Night of Nights
See the MRHS Evnts section for information about Night of Nights 2010
The last commercial Morse message in North America was transmitted from the Globe Wireless master station in Half Moon Bay, California on 12 July 1999.
[Check the Incredible Radio Tales section for Richard Dillman's moving account of what it was like to be there on that historic day.]
Once again Morse was declared dead on that day, as had happened so many times before. But with the restoration of KPH it became possible tp acknowledge and honor the history of Morse communications and the men and women who were part of that profession with a special on the air event.

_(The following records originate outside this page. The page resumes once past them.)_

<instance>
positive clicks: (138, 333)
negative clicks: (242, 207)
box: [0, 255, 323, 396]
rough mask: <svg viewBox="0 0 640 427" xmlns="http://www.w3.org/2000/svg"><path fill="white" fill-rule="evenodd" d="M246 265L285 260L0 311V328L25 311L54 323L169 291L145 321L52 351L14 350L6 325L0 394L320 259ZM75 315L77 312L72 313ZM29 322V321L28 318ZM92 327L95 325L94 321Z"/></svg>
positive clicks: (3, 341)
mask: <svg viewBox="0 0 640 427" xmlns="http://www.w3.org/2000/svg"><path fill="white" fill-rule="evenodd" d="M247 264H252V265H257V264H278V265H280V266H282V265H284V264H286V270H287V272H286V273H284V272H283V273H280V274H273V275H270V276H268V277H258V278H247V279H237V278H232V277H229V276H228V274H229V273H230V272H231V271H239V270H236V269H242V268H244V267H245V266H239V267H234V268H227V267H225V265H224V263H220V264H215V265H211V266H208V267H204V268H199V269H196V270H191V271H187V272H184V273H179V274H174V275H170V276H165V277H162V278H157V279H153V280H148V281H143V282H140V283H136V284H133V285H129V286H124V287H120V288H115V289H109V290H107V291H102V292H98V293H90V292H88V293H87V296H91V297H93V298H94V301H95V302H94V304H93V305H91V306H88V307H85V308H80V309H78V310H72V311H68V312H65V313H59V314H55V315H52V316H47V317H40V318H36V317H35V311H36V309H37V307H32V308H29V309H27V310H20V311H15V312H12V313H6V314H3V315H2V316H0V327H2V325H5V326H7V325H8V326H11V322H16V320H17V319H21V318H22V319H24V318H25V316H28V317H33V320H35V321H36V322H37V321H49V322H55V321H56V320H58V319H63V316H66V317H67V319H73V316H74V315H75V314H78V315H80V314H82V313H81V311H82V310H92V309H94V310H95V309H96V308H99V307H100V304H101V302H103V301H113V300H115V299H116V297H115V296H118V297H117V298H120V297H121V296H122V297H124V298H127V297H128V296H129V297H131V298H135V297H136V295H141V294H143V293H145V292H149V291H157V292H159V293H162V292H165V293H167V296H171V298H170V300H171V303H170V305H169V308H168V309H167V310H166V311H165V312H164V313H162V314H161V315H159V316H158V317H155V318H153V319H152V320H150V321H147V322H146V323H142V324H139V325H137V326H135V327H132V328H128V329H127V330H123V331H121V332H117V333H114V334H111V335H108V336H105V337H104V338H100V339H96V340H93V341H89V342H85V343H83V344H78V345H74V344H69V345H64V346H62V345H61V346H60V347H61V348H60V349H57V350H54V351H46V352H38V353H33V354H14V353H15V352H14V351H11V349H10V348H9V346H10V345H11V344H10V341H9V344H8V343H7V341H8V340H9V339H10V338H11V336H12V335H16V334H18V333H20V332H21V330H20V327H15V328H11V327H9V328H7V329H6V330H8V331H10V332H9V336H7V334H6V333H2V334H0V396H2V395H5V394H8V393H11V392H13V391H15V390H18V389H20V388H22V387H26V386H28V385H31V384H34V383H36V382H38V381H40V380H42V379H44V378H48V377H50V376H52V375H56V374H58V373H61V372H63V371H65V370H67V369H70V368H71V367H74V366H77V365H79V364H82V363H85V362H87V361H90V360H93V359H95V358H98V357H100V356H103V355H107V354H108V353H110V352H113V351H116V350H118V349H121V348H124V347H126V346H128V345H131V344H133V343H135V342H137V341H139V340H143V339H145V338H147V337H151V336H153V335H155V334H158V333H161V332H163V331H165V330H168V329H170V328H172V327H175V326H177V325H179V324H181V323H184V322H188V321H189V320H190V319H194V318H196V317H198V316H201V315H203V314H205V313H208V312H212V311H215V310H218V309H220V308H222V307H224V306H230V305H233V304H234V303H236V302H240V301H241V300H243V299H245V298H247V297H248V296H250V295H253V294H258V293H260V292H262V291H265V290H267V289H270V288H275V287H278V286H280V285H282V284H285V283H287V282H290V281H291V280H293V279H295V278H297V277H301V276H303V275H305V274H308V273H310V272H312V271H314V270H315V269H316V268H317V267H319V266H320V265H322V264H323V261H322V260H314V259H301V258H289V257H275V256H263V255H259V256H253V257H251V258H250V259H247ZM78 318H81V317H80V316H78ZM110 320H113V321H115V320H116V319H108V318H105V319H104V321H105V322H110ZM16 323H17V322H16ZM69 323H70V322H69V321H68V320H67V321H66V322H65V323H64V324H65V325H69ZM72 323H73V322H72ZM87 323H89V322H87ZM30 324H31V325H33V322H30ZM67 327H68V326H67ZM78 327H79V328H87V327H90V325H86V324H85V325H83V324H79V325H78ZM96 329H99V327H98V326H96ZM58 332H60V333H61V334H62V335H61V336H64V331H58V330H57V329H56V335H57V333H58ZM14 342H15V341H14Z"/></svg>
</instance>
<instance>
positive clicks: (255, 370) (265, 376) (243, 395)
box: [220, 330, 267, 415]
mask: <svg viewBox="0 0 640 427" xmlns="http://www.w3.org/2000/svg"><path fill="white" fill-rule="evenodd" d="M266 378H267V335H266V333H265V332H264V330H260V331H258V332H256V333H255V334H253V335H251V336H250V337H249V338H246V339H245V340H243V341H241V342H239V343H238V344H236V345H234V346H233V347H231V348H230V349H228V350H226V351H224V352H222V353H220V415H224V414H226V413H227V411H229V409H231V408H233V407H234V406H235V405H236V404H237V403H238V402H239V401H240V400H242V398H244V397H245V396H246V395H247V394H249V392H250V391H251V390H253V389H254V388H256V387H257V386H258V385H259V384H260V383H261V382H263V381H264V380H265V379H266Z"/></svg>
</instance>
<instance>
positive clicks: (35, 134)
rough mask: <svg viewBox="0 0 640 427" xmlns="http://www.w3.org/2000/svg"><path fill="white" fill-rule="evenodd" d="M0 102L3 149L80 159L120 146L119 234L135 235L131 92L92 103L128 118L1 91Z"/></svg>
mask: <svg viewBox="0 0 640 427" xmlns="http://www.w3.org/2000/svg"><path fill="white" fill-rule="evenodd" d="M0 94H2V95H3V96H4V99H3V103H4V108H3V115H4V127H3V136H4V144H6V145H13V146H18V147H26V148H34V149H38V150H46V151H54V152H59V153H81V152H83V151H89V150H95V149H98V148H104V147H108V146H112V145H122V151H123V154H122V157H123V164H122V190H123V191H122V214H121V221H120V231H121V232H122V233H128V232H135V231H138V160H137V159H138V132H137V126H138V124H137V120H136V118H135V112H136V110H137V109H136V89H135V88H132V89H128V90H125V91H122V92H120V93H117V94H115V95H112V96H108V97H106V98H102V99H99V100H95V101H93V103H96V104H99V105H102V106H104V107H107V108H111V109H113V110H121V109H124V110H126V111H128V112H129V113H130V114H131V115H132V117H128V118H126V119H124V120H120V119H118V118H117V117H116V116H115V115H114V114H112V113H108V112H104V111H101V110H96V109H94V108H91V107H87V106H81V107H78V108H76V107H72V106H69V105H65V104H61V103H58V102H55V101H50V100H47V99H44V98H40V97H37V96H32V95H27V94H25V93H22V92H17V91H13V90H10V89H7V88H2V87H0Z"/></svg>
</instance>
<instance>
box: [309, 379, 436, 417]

On 12 July 2000, the first anniversary of that alleged last message, the Maritime Radio Historical Society brought KPH back to life on its original commercial frequencies, using the original transmitters and antennas at Bolinas. We gratefully acknowledge the help and support of Globe Wireless and the Point Reyes National Seashore. Without the assistance of the fine folks at those two organizations the event could never have taken place.
It was an emotional moment as the station returned to the air and many of the original KPH operators returned to the station they thought they would never see again. It was an event we came to call the "Night of Nights". Photos of that original Night of Nights appear below.
Night of Nights has since become a tradition. Every year since, at 0001GMT, KPH has returned to the air to pick up the thread, keep the faith and carry on with the traditon of maritime Morse in honor of the men and women who came before us.
Night of Nights has grown. Now we originate the signals of KFS using one of the 1940s vintage Press Wireless PW15 transmitters recovered from the KFS transmitter site (see the MRHS Projects section for photos of the recovery of two PW15s) and of our own coast station KSM.
Other stations have joined us on the air for this event including WLO in Mobile, AL and KLB near Seattle, WA. In the past USCG stations NMC, NOJ and NMN have joined in too.
Listeners around the world wait with their earphones on to hear the marine bands once again poulated with Morse signals. We receive many letters after these events, many of them quite emotional. These are usually from ex-seagoing ROs who heard the KPH signal in every ocean of the world but never expected to hear it again. Yet on the Night of Nights there it is again, rising up out of the static to be heard once again.
It means a lot to us to know our project means as much to others as it does to us.
Night of Nights is a public event. The receiving station is open to visitors and it's usually packed with old timers and new comers alike. Why not join is on the next 12 July?